Shockingly enough, Chris Pine is a damn charming love interest, which is surprising considering how he usually plays to his wooden namesake. There are a number of memorable supporting turns in this cast, particularly among Diana’s battlefield comrades, but Pine’s Steve Trevor is the supporting turn, a flipping of the usual patriarchal love interest archetype that feels narratively and emotionally important without ever overshadowing Diana as the star and driving force. One might expect a film like Wonder Woman to sidestep romantic subplots in favor of proving that Diana can play just as hard as the boys, but the tender moments between Steve and Diana highlight an underlying humanity and communal strength that underpins the whole production, letting Wonder Woman stand apart as a film that is as much about compassion as it is about kicking ass.

Now, of course Wonder Woman isn’t without its faults. It makes an admirable attempt to keep true to the convoluted and weird lore that defines Diana’s comic book origins, but the amount of expository explanation that dominates the first act is a bit draining, even as it remains intrinsically interesting and is broken up with some solid Amazonian action scenes. And while I personally found the action scenes fun, it isn’t hard to imagine complaints arising from the absurd defiance of the laws of physics as the film’s digital stand-ins bounce around the screen.

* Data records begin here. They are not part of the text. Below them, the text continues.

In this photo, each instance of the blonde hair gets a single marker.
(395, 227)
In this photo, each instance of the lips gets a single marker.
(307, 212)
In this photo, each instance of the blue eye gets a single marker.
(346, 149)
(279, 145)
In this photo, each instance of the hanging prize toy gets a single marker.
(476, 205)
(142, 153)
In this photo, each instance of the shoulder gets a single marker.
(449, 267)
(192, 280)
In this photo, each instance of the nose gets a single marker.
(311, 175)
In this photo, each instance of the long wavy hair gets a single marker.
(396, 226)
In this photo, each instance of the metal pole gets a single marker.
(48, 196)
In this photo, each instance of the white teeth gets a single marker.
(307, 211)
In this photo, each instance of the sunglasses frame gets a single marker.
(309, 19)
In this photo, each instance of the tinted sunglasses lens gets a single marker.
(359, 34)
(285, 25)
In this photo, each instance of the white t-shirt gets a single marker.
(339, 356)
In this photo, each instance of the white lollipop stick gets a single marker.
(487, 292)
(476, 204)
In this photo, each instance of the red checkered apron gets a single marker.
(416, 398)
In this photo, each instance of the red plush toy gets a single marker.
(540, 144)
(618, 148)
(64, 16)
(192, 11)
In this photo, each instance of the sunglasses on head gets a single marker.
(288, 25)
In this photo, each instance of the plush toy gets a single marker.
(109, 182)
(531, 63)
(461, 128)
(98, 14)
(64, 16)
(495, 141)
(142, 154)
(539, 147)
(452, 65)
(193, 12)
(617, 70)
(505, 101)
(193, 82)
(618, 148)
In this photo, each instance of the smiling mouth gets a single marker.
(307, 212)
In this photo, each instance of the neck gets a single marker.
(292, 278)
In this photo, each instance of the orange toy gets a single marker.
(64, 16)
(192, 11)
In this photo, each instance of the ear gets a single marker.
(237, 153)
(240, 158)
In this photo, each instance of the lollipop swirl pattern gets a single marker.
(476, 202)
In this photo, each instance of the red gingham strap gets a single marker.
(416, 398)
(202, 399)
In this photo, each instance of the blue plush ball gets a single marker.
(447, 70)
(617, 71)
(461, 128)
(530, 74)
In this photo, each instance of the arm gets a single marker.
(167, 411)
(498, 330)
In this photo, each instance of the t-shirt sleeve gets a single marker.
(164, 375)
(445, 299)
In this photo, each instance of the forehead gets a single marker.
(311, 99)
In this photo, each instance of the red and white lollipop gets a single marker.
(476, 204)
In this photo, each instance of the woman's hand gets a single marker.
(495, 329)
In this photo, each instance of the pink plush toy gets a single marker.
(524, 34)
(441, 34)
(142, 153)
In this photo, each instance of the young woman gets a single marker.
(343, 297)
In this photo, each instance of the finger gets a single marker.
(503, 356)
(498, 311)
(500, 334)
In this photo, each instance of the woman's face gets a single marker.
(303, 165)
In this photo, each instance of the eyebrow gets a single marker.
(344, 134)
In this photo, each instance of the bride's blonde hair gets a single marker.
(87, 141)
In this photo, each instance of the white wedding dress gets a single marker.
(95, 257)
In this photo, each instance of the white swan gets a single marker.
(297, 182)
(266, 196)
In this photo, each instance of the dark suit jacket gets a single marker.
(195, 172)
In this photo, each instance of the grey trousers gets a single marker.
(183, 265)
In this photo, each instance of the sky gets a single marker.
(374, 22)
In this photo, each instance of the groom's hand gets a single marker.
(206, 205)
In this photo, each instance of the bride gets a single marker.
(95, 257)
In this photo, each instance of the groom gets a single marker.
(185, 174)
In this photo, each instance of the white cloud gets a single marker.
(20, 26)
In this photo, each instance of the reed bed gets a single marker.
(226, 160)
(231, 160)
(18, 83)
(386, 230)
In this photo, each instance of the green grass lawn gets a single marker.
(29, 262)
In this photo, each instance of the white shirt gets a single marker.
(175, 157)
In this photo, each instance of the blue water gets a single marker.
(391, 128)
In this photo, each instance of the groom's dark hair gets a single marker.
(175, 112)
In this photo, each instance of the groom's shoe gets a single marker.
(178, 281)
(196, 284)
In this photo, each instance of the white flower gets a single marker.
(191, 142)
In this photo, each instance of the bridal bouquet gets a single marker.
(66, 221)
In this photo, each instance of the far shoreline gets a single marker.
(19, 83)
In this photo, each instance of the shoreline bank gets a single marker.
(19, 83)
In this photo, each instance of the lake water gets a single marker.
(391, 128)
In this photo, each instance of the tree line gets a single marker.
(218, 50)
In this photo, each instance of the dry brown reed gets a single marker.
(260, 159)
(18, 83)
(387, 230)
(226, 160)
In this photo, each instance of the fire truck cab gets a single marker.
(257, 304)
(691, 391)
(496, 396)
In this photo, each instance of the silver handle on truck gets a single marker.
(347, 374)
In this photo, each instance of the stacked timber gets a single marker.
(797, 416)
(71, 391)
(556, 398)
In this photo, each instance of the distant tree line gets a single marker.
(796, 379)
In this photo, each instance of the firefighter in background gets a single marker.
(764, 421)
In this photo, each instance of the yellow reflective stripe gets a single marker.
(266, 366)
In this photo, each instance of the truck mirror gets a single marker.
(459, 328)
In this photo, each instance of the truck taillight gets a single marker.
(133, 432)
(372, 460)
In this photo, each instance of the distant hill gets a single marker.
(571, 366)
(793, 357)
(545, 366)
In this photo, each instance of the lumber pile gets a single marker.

Even then, though, nothing—absolutely nothing—can take away from the splendor of a big screen Wonder Woman stepping out on the battlefield, lasso at her belt, shield in one hand, sword in the other, and holding her own against a torrent of machine gun fire. No other film right now feels like such a pure stand against unchecked aggression and masculine ego, a call to arms for anyone to stand up against the evils of the world, through the lens of a hero that women and girls can finally claim as their own. Wonder Woman would have been a powerful statement just by its mere existence. Instead, we are treated to a definitive genre classic in its own right.